Well no. That was not the case I made. I simply stated that a ghostwriting campaign does not fit what most corps would do. Now I know there have been "elected officials" that have done that and I sure wouldn't put it past some wacko group like the the CAGW.
"but elected officials are bad"
Generally yes. If you trust them then you are pretty arrogant. Judges are careful on the decisions they make (especially federal) because they are appointed and promoted by the President. So therefore they are not "Elected Officials" they are appointed. They must kiss ass to get somewhere. I don't trust politicians any farther than I can throw them. They will tell you anything and do anything just to get a vote and keep them in office where they don't have to work. There are some officials that don't fit this rule to a "T" but I wouldn't go taking off your sox to count them.
"Or are you just saying whatever you want at the moment to support your desired view of the world?"
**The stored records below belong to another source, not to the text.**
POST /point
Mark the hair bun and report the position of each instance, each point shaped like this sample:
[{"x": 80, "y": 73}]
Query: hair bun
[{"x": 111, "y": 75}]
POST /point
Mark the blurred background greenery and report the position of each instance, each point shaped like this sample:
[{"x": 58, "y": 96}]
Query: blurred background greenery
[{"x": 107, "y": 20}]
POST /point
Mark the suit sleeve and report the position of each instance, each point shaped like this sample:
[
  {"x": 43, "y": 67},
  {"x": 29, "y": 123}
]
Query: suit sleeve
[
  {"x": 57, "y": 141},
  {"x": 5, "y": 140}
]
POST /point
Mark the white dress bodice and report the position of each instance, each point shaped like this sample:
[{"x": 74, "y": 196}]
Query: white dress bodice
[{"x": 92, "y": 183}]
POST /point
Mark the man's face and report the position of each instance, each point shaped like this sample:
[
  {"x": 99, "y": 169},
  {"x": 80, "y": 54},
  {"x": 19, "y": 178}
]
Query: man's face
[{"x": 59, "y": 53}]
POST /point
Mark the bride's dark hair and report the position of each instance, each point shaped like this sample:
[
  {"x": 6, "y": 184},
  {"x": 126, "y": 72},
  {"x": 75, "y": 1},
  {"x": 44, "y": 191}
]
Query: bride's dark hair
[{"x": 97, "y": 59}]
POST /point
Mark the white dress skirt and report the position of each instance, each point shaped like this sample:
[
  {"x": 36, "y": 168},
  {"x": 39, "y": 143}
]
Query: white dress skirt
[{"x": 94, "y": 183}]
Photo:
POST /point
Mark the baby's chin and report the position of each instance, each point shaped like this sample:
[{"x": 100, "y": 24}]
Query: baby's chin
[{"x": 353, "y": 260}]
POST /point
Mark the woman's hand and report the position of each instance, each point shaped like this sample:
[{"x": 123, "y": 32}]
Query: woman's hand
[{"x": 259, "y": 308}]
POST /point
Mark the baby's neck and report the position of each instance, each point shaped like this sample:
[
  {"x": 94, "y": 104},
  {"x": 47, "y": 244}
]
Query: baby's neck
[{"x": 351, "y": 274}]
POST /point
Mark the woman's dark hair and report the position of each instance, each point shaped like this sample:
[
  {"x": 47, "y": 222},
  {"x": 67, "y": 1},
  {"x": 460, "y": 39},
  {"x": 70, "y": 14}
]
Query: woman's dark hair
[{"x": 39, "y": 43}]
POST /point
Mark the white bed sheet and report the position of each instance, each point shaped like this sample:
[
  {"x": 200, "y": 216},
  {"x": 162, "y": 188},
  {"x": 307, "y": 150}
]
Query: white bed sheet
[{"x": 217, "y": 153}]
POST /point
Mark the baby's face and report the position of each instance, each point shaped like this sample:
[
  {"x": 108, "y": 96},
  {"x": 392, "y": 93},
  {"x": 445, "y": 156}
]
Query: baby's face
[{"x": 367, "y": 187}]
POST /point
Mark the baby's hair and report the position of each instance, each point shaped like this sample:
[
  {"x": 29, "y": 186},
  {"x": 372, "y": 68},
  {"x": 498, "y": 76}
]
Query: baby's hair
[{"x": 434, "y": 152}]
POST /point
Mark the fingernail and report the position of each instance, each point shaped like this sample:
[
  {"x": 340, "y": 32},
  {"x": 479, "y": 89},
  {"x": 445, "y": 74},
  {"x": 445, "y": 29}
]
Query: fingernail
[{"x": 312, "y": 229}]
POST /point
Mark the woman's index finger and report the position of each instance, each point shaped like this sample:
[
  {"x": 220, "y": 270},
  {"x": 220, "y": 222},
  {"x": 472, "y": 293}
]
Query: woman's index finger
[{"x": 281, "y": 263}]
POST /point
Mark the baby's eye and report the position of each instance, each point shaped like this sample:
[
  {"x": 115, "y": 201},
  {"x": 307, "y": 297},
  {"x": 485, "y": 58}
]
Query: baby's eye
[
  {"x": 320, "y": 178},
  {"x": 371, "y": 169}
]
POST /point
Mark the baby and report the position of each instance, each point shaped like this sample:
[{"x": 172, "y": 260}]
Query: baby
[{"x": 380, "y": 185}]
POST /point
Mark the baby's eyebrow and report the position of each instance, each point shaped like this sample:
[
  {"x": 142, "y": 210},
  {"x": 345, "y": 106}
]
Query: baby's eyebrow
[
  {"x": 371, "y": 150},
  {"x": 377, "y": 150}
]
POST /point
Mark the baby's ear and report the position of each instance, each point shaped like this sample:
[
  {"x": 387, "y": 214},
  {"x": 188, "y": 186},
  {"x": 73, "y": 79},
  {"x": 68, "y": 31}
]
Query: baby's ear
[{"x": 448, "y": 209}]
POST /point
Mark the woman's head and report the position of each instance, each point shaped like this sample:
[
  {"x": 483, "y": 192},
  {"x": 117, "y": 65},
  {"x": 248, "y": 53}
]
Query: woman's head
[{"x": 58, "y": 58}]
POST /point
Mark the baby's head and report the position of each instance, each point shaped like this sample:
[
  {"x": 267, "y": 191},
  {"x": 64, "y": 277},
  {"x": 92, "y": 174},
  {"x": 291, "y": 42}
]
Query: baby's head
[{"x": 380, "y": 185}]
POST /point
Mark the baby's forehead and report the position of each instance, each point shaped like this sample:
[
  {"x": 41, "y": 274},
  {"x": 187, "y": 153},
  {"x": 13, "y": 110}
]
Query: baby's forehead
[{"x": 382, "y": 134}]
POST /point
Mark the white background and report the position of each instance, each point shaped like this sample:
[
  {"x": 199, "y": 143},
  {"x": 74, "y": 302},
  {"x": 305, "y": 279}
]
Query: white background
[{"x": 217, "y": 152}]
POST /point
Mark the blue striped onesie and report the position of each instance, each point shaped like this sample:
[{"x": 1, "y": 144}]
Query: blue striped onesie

That isn't a view of the world just of our political system which people so blindly follow. The two parties have things so locked down that for an Independant in my state to get on the ballot he/she must get 100k signatures on a petition, when the persons who win the congressional seats have never got that many votes to start with. And as far as my view on the judges, especially in the MS case, read the transcripts like I have and you can tell he wasn't being unbiased.
Anyway your post was worthless because you did nothing to negate my either of my above statements. Rather, you tried to make them sound as if they were even on the same topic. One was about the way the judges have handled the case as a whole. The other topic was about the validity of a statement that said MS was behind ghostwriting campains and a discussion about the article in question.
Just seems like another Penguin Thumper has simply skimmed some paragraphs and made up his mind without thought or fact doesn't it?